Does race play a major part in preserving one’s family history? What if you are from one of the most significant lineages this turn of the century? Virginia Beach’s Conservative Examiner article titled, “MLK family makes a fortune from memorial statue…press ignores,” questions the supposed racketeering, committed by the King children, and how they are profiting from their father’s priceless legacy. But what they failed to include was the protection of image, known as copyright, and how it applies to every single aspects of a person’s public life works, whether living or deceased.
Why Are MLK's Children Being Called Out For Profiting From His Legacy?
“The group which raised the money and built the monument had to pay $761,160 for the right to use King’s words and image. According to the Associated Press, the money was paid to Intellectual Properties Management Inc., an entity run by Dexter King, MLK’s youngest son. That was in addition to the $71,000 in the form of a “management fee” reportedly paid to the King family estate in 2003,” the Virginia Beach Conservative Examiner reports.
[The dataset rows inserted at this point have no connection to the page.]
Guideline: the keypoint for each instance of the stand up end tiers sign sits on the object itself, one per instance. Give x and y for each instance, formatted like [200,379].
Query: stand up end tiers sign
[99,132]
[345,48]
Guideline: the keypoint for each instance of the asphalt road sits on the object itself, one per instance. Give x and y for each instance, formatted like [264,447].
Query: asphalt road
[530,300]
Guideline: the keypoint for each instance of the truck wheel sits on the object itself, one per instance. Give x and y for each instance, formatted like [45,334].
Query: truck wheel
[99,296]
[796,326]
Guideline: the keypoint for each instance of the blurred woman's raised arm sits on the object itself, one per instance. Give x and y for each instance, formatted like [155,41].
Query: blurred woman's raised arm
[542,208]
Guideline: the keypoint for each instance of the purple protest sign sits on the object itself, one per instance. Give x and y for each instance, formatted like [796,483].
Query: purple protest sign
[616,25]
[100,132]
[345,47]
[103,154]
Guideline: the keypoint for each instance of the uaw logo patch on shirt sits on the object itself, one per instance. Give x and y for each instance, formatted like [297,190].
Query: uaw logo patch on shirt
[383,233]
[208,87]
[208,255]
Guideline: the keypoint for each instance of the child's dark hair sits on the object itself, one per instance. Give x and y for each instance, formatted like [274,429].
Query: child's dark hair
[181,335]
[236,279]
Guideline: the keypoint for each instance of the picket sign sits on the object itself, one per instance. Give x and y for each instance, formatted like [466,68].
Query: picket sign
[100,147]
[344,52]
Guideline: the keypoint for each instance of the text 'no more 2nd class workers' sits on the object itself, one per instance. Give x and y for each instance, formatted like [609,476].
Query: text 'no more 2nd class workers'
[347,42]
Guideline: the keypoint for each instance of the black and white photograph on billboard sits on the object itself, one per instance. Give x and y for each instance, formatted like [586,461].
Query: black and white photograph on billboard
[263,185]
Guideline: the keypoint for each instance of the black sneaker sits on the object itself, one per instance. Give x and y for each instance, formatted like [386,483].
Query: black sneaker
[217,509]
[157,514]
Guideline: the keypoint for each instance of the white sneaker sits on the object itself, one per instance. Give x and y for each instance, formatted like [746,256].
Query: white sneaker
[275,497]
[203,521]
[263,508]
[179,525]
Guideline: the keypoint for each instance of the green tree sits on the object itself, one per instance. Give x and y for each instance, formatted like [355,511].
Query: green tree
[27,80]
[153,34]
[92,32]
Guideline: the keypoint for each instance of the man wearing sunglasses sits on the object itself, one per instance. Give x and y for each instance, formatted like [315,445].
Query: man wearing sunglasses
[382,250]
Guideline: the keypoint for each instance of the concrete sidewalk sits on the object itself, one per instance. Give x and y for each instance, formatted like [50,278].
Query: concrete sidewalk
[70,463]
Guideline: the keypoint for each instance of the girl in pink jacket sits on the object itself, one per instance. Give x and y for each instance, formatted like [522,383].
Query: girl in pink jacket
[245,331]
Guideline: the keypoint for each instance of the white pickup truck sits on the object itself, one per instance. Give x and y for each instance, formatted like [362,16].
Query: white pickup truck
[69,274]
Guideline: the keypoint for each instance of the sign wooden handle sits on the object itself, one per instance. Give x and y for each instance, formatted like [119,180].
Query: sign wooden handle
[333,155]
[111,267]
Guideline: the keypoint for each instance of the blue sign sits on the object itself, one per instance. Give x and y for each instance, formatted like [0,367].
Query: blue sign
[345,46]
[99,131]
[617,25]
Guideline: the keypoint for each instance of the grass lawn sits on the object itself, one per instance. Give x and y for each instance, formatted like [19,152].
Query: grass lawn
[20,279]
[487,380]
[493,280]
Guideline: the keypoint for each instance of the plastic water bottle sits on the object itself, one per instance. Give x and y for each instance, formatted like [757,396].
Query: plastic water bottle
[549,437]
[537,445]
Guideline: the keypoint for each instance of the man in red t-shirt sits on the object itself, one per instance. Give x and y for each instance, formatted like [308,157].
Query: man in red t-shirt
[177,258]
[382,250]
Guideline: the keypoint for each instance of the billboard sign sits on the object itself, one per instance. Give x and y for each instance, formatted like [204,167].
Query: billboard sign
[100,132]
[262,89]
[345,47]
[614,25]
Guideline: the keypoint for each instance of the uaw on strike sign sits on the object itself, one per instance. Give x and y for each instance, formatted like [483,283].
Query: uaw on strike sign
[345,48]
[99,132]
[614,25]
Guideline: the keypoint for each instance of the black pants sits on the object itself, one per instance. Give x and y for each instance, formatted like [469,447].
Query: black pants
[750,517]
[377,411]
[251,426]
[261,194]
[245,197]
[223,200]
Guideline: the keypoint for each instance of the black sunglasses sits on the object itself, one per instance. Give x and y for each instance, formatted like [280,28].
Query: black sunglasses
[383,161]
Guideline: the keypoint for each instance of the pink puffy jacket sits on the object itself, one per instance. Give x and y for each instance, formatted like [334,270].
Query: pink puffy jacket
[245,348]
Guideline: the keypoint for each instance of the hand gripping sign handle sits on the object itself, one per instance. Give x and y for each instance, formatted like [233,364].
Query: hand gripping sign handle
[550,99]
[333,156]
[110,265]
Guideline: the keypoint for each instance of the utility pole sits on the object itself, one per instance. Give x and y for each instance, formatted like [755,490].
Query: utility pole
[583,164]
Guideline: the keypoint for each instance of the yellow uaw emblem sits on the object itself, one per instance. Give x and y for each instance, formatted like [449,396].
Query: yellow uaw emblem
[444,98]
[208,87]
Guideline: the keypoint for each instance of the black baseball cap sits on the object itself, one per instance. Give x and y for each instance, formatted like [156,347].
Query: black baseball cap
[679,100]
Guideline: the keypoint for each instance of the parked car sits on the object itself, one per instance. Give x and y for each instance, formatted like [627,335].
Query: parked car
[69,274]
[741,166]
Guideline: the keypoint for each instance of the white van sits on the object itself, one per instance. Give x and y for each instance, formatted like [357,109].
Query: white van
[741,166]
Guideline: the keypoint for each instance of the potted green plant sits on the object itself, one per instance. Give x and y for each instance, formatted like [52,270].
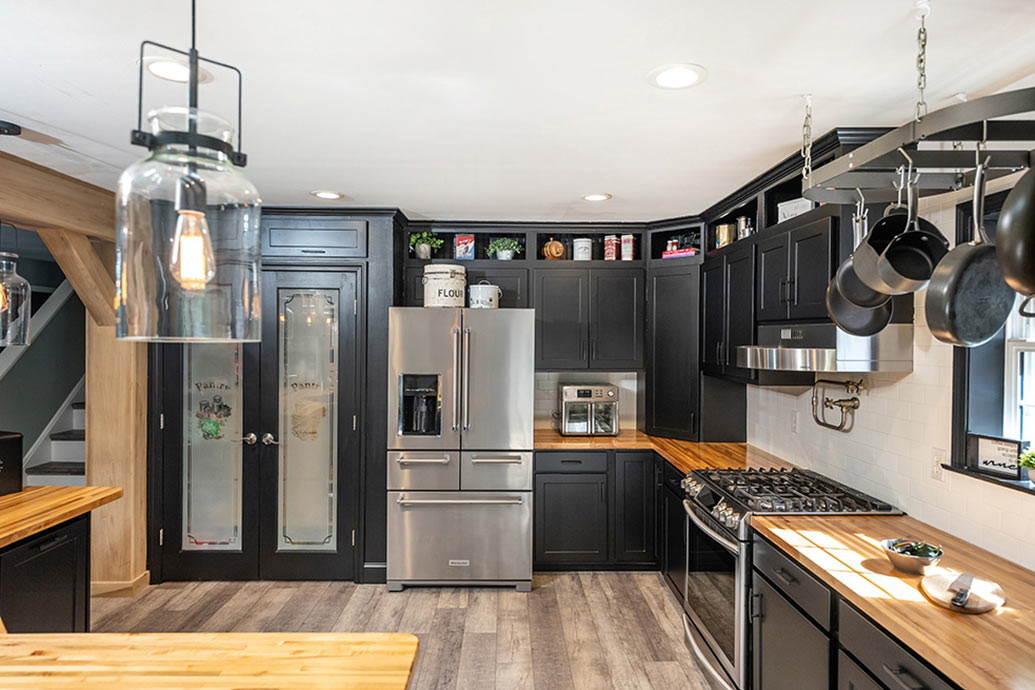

Within the body of the article lies a quote from The Associated Press and a recent interview they conducted with historian and King’s biographer David Arrow quoted, “I don’t think the Jefferson family, the Lincoln family [or] any other group of family ancestors has been paid a licensing fee for a memorial in Washington.”
But that was during a different time in history and since then, actually in 1976, copyright laws have been established to ensure protection and compensation of any usage of a recognized work (s). According to The United States Copyright Office, “Copyright is a form of protection provided by the laws of the United States (title 17, U. S. Code) to the authors of “original works of authorship,” including literary, dramatic, musical, artistic, and certain other intellectual works. This protection is available to both published and unpublished works.”
Could this be a result of ill feelings because the King family snubbed the Library of Congress in 1999 for trying to purchase MLK’s papers for the sum of $20 million dollars? Also lawsuits were brought forward against USA Today and CBS News for trying to broadcast MLK’s “I Have a Dream Speech” with their permission. Since then, according to the Examiner, “King’s offspring have sold the right to those iconic and uniquely American words to the French telecommunications company, Alcatel.”
The King’s children have made it no secret to protect their father’s images at any and every cost. Maybe this came from a place of, here is a man who gave so much of himself to the public, yet he never really profited in a monetary manner. Dr. King put himself on the line daily, often times in serious life threatening situations, and therefore would have wanted his offspring to reap the benefits of published works in a monetary manner.
So the question is: Are the King children their father’s keeper? Yes they are!